Par solidarité, et sans doute par un intérêt déguisé dont on perçoit bien les contours, Expédia vient à son tour de retirer de son site les tarifs d'American Airlines, se refusant ainsi à vendre des billets du transporteur. On pourrait penser qu'il ne s'agit là que d'une guéguerre aux contours encore flous mais où chacun veut se positionner pour les prochaines années. Il n'en est rien. La stratégie d'American Airlines est claire : mettre en avant, grâce à des outils technologiques développés, une vente directe de billets "point à point" auprès de clients finaux qui représentent pour la compagnie 71 % de ses émissions quotidiennes. Il est clair qu'American Airlines ne veut pas se sentir prisonnière des GDS et de ses utilisateurs. D'autant que l'enjeu est de taille et qu'à terme, la vente directe pourrait permettre une économie de 23 % des frais généraux de la compagnie.

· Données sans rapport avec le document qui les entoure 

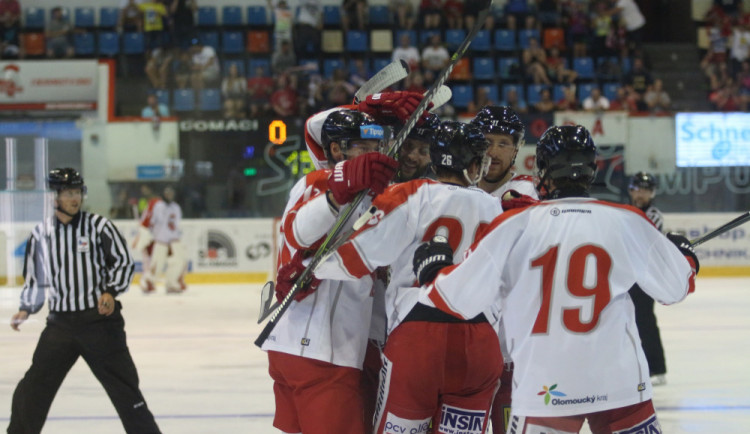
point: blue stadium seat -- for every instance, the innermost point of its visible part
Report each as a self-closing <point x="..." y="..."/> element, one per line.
<point x="240" y="66"/>
<point x="481" y="42"/>
<point x="609" y="90"/>
<point x="83" y="44"/>
<point x="210" y="100"/>
<point x="84" y="17"/>
<point x="492" y="92"/>
<point x="256" y="16"/>
<point x="454" y="37"/>
<point x="463" y="94"/>
<point x="254" y="64"/>
<point x="357" y="41"/>
<point x="505" y="40"/>
<point x="330" y="65"/>
<point x="525" y="35"/>
<point x="108" y="17"/>
<point x="109" y="43"/>
<point x="534" y="93"/>
<point x="184" y="100"/>
<point x="132" y="43"/>
<point x="34" y="18"/>
<point x="231" y="16"/>
<point x="380" y="16"/>
<point x="584" y="66"/>
<point x="232" y="42"/>
<point x="483" y="68"/>
<point x="207" y="16"/>
<point x="331" y="15"/>
<point x="209" y="38"/>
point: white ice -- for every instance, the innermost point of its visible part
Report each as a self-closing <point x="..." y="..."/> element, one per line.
<point x="201" y="373"/>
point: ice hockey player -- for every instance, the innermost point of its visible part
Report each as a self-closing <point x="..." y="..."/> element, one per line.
<point x="427" y="350"/>
<point x="561" y="270"/>
<point x="317" y="349"/>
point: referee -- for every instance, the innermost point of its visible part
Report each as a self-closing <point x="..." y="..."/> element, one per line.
<point x="83" y="263"/>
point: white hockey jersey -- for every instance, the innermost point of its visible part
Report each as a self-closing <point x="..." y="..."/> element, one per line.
<point x="409" y="214"/>
<point x="562" y="270"/>
<point x="333" y="323"/>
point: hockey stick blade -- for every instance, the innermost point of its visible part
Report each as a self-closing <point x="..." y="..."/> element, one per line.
<point x="383" y="79"/>
<point x="266" y="297"/>
<point x="740" y="220"/>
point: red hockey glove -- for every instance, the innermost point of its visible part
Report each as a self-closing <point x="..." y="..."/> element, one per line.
<point x="513" y="199"/>
<point x="289" y="273"/>
<point x="686" y="249"/>
<point x="368" y="171"/>
<point x="392" y="107"/>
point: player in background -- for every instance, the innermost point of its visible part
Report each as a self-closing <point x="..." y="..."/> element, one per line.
<point x="159" y="242"/>
<point x="641" y="189"/>
<point x="561" y="270"/>
<point x="316" y="351"/>
<point x="505" y="133"/>
<point x="433" y="370"/>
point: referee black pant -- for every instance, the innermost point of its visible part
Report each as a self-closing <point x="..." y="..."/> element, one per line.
<point x="100" y="340"/>
<point x="648" y="331"/>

La bataille, qui ne fait que commencer et devrait connaître quelques soubresauts intéressants, n'oppose pas seulement deux théories. Elle met dos à dos deux concepts et deux modèle économiques. Pour le transporteur aérien, l'avenir passera par un accès direct à ses stocks et une vente instantanée. L'usage de mobiles devrait se renforcer tout comme l'impression à domicile de la carte d'embarquement. En gérant au plus près les réservations, American Airlines limite le nombre d'intermédiaires et peut ainsi augmenter mécaniquement sa marge tout en maîtrisant au mieux le yield management.
Expédia, uniquement distributeur aujourd'hui, veut au contraire gérer seul sa relation partenaire et ne pas avoir à passer par les fourches caudines d'un fournisseur qui déciderait du tarif à pratiquer en ne laissant que très peu de marge de manœuvre au vendeur. La première agence en ligne au monde entend bien garder son indépendance et le fait savoir.
Tout cela pourrait n'être qu'une simple affaire de pratiques concurrentielles. Là encore, on se tromperait en n'allant pas regarder plus loin le pourquoi et le comment des choses. La compagnie américaine, associée depuis peu à Iberia et British Airways, jette ainsi les premières bases de la vente directe maîtrisée par le fournisseur de bout en bout. Certes, c'est une petite révolution qui dans un premier temps ne concerne que les acheteurs sur Internet. Oui mais voilà, ils seront 63 % cette année à passer par un ordinateur pour réserver un billet d'avion. Le chiffre est énorme. L'enjeu est de taille. Car si American Airlines réussi son coup de force, pas une seule compagnie n'ira chercher dans la distribution un quelconque salut économique. Cela voudrait dire que la bataille tarifaire se fera exclusivement au sein des producteurs et non plus via les distributeurs. Cela n'a l'air de rien, mais c'est toute une approche économique de l'aérien qui pourrait ainsi basculer.